A few week ago, I was stuck with my perl script to do post-simulation using NS-2. I though I need to understand the trace format. After read the ns-Manual and some literature, so, here is interpretation of NS-2 trace format for wireless simulation.
wireless simulation, you’d better read the code of ns2 in file ns2home/trace/cmu-trace{.h, .cc}Mostly, the format would be as
ACTION:	[s|r|D]: s -- sent, r -- received, D -- dropped
WHEN:	the time when the action happened
WHERE:	the node where the action happened
LAYER:	AGT -- application,
	RTR -- routing,
	LL  -- link layer (ARP is done here)
	IFQ -- outgoing packet queue (between link and mac layer)
	MAC -- mac,
	PHY -- physical
flags:
SEQNO:	the sequence number of the packet
TYPE:	the packet type
		cbr -- CBR data stream packet
		DSR -- DSR routing packet (control packet generated by routing)
		RTS -- RTS packet generated by MAC 802.11
		ARP -- link layer ARP packet
SIZE:	the size of packet at current layer, when packet goes down, size increases, goes up size decreases
[a b c d]:	a -- the packet duration in mac layer header
		b -- the mac address of destination
		c -- the mac address of source
		d -- the mac type of the packet body
flags:
[......]:	[
		source node ip : port_number
		destination node ip (-1 means broadcast) : port_number
		ip header ttl
		ip of next hop (0 means node 0 or broadcast)
		]
So we can interpret the below trace
 
s 76.000000000 _98_ AGT  --- 1812 cbr 32 [0 0 0 0] ------- [98:0 0:0 32 0]
as
Application 0 (port number) on node 98 sent a CBR packet whose ID is 1812 and size is 32 bytes, at time 76.0 second, to application 0 on node 0 with TTL is 32 hops. The next hop is not decided yet. 

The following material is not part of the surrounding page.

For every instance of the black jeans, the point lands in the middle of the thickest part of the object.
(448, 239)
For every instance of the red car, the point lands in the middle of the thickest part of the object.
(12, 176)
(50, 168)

And we can also interpret the below trace
 
r 0.010176954 _9_ RTR  --- 1 gpsr 29 [0 ffffffff 8 800] ------- [8:255 -1:255 32 0]
in the same way, as
The routing agent on node 9 received a GPSR broadcast (mac address 0xff, and ip address is -1, either of them means broadcast) routing packet
whose ID is 1 and size is 19 bytes, at time 0.010176954 second, from node 8 (both mac and ip addresses are 8), port 255 (routing agent).